Return to Index: [004] Statistical processing of parsing> [005- 1] NLP4J + Twitter4J (data collection)> Next page
Next, let's analyze Twitter data with NLP4J.
At the moment, NLP4J is positioned as "easy analysis", so let's analyze it easily.
As an analysis scenario, let's analyze what kind of tweets the official Twitter of each automobile company (Toyota, Nissan, Honda) is tweeting. https://twitter.com/TOYOTA_PR https://twitter.com/NissanJP https://twitter.com/HondaJP
I feel that it is possible to analyze with various perspectives and data by modifying the query appropriately.
Let's start by collecting data.
For Twitter data collection, I will try using "Twitter4j", which is famous as Java Wrapper of Twitter API.
Twitter4J http://twitter4j.org/ja/index.html
Let's add Twitter4J to Maven pom.xml.
Maven POM
<dependency>
<groupId>org.nlp4j</groupId>
<artifactId>nlp4j</artifactId>
<version>1.0.0.0</version>
</dependency>
<dependency>
<groupId>org.twitter4j</groupId>
<artifactId>twitter4j-core</artifactId>
<version>[4.0,)</version>
</dependency>
Access the following to define your application. https://apps.twitter.com/
After defining the application, you can get the following values on apps.twitter.com, so copy them.
Application Settings Note as Consumer Key (API Key)-> (1) Note as Consumer Secret (API Secret)-> (2)

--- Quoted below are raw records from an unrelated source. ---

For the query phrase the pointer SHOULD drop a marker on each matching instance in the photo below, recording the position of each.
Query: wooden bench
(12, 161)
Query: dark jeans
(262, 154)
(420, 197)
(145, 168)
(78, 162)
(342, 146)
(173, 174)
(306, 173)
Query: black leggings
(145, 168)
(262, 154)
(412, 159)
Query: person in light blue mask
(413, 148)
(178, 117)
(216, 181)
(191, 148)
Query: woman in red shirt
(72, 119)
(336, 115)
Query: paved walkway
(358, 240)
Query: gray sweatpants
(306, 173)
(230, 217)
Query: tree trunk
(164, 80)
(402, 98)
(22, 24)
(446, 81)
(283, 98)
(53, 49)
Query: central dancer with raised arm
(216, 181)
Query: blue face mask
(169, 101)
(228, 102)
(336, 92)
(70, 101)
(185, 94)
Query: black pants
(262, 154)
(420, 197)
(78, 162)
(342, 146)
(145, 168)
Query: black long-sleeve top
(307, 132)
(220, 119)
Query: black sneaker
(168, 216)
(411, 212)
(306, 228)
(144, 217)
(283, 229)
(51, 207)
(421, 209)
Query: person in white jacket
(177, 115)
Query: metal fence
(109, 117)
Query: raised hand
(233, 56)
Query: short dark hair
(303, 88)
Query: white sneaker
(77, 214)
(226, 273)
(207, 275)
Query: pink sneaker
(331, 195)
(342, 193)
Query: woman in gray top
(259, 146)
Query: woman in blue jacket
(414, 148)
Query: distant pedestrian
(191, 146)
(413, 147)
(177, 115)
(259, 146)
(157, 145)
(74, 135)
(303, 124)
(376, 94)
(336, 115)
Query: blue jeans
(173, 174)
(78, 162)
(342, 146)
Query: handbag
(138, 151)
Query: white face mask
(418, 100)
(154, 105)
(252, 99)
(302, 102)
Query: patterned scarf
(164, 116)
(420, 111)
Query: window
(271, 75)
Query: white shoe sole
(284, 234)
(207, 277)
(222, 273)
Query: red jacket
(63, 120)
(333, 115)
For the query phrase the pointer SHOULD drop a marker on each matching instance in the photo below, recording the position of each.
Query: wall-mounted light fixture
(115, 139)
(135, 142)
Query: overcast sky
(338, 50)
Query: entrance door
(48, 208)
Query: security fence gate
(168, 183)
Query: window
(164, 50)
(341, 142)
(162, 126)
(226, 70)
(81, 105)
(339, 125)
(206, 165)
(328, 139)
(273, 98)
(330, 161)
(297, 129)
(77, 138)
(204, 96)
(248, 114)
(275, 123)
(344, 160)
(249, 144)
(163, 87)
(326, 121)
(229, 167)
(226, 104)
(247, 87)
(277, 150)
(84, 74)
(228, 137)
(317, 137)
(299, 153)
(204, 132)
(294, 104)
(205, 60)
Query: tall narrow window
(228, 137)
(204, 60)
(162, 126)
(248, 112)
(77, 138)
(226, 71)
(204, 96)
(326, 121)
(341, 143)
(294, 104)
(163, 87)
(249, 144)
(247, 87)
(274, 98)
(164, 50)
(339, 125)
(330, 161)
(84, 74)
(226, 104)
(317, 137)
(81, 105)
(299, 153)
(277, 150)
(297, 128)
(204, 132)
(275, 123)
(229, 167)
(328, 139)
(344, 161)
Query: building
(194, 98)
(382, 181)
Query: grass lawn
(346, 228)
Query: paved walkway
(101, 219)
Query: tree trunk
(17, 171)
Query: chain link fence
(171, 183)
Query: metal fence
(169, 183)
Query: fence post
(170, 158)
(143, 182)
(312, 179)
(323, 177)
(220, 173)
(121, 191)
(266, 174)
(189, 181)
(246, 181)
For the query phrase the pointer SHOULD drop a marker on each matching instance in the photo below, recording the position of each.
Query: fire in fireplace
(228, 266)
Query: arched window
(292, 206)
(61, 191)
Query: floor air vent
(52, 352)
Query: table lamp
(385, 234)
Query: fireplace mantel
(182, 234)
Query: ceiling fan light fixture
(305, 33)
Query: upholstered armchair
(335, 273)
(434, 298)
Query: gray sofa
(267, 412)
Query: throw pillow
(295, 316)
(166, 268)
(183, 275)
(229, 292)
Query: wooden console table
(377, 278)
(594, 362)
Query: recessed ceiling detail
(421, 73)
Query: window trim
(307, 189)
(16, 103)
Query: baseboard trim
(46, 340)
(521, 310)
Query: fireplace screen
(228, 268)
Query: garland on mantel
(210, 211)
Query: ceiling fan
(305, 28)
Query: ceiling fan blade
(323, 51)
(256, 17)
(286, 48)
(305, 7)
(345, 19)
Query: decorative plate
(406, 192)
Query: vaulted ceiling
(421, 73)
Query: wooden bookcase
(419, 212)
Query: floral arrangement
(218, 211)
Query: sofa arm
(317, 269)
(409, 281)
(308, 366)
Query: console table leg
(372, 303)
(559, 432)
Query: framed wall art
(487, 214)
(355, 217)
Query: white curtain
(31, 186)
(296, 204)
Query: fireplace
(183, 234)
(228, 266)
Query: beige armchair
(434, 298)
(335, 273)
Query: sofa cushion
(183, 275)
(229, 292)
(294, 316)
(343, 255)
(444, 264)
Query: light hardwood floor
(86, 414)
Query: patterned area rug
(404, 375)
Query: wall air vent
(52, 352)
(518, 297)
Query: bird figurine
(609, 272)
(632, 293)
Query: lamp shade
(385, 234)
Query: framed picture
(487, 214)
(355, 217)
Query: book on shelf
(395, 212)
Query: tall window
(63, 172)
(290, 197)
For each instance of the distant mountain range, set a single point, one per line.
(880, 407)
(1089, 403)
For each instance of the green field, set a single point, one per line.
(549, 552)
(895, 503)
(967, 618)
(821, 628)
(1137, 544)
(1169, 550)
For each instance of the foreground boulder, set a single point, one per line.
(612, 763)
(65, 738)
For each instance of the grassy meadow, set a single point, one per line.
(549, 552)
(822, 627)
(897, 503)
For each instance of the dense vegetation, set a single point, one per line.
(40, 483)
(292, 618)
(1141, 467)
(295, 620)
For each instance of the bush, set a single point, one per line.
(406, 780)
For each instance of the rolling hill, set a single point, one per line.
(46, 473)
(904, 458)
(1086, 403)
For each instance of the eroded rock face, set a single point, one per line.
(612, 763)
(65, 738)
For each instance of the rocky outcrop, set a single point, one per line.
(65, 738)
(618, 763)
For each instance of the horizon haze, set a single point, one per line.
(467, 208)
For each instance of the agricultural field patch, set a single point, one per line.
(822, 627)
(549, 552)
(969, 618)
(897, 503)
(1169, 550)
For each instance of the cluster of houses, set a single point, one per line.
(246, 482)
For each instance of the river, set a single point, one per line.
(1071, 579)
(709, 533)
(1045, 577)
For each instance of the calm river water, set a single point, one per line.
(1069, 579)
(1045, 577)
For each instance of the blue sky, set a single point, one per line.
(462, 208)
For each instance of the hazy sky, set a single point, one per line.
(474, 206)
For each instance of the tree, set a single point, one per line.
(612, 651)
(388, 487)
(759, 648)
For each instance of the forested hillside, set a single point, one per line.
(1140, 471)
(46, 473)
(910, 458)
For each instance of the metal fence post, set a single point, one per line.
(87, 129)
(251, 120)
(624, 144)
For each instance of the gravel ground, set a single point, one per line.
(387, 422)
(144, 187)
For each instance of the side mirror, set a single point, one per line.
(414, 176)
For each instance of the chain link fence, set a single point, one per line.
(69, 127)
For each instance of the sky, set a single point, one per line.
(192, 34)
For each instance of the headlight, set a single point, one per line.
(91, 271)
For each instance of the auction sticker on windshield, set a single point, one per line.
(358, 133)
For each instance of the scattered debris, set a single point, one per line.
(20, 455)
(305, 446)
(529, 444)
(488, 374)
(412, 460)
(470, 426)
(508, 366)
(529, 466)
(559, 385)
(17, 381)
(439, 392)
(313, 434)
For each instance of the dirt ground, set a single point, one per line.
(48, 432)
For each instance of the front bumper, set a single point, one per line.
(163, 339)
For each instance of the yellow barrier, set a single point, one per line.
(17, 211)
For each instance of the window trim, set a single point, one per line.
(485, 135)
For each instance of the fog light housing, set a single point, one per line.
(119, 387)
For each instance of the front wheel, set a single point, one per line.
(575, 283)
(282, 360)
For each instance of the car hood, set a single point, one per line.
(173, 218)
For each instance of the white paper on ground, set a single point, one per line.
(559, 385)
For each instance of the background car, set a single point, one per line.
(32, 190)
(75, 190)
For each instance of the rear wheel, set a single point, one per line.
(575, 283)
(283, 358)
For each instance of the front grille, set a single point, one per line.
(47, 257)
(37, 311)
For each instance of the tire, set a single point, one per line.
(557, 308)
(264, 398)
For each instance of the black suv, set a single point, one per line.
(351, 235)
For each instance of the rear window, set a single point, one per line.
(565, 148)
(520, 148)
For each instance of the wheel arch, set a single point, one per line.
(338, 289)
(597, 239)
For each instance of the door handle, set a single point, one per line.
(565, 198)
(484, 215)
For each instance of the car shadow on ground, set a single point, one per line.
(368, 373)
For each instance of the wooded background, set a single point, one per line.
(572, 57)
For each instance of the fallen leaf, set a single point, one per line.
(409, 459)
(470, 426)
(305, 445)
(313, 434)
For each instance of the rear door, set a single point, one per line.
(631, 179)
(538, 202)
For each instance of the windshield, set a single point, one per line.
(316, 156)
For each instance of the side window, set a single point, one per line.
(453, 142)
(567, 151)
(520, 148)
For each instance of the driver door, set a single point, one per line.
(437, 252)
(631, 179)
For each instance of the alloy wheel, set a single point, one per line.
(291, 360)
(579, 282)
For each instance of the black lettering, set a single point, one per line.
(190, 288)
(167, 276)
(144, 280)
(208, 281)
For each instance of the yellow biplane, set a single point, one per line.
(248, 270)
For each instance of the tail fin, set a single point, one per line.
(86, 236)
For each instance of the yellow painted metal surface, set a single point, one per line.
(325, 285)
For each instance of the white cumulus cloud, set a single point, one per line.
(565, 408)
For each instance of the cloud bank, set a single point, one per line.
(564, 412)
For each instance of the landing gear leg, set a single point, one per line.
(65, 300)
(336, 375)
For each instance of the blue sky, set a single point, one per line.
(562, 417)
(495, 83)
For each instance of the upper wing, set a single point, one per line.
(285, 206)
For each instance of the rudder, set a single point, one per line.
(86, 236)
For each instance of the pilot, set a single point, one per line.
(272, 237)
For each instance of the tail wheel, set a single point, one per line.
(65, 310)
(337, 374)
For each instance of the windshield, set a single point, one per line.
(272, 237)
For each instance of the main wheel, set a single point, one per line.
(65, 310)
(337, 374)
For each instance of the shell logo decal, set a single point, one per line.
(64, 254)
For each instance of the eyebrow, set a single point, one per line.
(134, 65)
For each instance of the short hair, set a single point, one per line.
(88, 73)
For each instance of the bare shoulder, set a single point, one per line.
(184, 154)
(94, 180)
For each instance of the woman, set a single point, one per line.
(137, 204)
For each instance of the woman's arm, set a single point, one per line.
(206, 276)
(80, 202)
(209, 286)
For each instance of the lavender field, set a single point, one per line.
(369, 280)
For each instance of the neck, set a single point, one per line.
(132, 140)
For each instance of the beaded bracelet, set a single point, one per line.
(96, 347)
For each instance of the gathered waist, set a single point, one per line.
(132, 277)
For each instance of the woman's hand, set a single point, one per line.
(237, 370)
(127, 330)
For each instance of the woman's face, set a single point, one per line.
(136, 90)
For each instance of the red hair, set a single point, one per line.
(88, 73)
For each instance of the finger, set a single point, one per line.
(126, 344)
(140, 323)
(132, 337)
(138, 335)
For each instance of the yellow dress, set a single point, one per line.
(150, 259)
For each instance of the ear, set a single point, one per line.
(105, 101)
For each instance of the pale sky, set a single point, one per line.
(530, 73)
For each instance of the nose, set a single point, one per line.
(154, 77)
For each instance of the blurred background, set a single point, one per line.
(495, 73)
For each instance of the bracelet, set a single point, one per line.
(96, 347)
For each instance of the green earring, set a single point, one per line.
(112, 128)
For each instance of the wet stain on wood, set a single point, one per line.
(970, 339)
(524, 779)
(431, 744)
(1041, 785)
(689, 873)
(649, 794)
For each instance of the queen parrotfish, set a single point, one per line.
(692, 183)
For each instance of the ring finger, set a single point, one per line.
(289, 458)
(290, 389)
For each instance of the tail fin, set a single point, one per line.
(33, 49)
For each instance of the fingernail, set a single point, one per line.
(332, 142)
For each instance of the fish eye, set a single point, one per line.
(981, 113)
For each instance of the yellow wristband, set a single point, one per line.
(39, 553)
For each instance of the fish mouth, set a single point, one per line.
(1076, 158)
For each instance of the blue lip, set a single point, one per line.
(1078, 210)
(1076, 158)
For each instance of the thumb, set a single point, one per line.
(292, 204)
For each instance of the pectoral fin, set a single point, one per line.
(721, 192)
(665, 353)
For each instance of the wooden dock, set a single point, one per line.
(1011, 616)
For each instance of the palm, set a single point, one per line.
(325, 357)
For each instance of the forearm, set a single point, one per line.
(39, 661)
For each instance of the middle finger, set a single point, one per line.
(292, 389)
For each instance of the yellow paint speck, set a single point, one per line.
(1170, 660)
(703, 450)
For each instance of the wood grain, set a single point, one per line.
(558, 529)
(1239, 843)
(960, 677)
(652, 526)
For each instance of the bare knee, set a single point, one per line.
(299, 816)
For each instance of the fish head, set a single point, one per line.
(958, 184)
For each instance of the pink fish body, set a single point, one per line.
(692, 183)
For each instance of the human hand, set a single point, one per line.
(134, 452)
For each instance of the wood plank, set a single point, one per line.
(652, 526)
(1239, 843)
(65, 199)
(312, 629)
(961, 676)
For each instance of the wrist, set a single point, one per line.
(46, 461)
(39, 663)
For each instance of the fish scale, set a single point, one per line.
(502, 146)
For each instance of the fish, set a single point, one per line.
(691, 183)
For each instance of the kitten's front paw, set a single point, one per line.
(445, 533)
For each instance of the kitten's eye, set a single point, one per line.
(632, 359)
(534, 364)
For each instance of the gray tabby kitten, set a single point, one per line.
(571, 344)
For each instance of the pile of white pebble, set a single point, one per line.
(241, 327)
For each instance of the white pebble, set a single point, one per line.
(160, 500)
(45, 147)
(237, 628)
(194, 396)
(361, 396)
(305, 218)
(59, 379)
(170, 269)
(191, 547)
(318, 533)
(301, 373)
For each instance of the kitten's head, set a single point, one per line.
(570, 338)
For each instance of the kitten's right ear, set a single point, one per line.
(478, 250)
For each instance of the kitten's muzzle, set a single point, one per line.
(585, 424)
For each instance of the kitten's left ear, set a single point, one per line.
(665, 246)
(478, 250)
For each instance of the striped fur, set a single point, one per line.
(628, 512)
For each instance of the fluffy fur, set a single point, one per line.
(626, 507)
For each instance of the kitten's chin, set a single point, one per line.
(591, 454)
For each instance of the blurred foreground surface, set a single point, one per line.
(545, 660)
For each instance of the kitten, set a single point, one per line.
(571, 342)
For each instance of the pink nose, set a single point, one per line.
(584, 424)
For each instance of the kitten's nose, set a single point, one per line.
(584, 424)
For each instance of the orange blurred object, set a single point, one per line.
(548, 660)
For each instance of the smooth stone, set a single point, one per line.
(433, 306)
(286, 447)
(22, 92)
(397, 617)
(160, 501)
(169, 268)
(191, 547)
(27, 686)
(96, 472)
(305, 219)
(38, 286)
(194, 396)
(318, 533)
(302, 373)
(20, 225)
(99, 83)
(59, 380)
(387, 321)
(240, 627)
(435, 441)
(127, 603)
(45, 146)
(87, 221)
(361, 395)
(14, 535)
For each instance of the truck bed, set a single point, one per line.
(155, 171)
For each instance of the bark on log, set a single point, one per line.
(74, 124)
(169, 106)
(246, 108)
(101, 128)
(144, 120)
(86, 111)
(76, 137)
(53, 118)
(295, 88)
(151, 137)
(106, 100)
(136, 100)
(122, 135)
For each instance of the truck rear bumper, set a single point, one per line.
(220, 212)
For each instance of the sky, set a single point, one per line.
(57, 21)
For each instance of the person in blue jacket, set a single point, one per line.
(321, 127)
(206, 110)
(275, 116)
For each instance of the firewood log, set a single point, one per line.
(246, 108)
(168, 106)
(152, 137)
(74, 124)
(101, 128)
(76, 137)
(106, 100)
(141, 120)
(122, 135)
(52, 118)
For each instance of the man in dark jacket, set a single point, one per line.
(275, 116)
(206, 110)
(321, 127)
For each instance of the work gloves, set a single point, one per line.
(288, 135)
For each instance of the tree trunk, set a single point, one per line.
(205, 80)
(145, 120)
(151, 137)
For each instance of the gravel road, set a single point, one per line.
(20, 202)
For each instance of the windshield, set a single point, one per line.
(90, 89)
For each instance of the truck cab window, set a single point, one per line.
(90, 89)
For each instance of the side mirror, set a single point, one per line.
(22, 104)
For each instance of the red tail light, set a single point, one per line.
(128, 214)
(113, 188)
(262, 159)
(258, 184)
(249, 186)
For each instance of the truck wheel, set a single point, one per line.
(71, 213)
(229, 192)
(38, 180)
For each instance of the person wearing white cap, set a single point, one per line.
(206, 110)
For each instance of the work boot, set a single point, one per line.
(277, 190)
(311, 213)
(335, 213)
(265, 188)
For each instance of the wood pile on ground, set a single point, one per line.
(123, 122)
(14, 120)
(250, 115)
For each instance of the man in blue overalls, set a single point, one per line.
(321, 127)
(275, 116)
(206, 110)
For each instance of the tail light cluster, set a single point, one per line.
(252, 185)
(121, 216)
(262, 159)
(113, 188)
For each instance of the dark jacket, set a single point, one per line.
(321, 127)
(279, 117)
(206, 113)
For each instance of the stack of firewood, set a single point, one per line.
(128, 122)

Your Access Token Note as Access Token-> (3) Note as Access Token Secret-(4)
Prepare the following property file and put it in the classpath.
debug=false
http.prettyDebug=false
oauth.consumerKey= (1)Value obtained in
oauth.consumerSecret= (2)Value obtained in
oauth.accessToken= (3)Value obtained in
oauth.accessTokenSecret= (4)Value obtained in
jsonStoreEnabled=true
It is a good idea to place the file in the root of the package like this:
Code I will try to put the collected tweets directly into NLP4J. (Of course, you can save it to a file such as CSV or JSON.)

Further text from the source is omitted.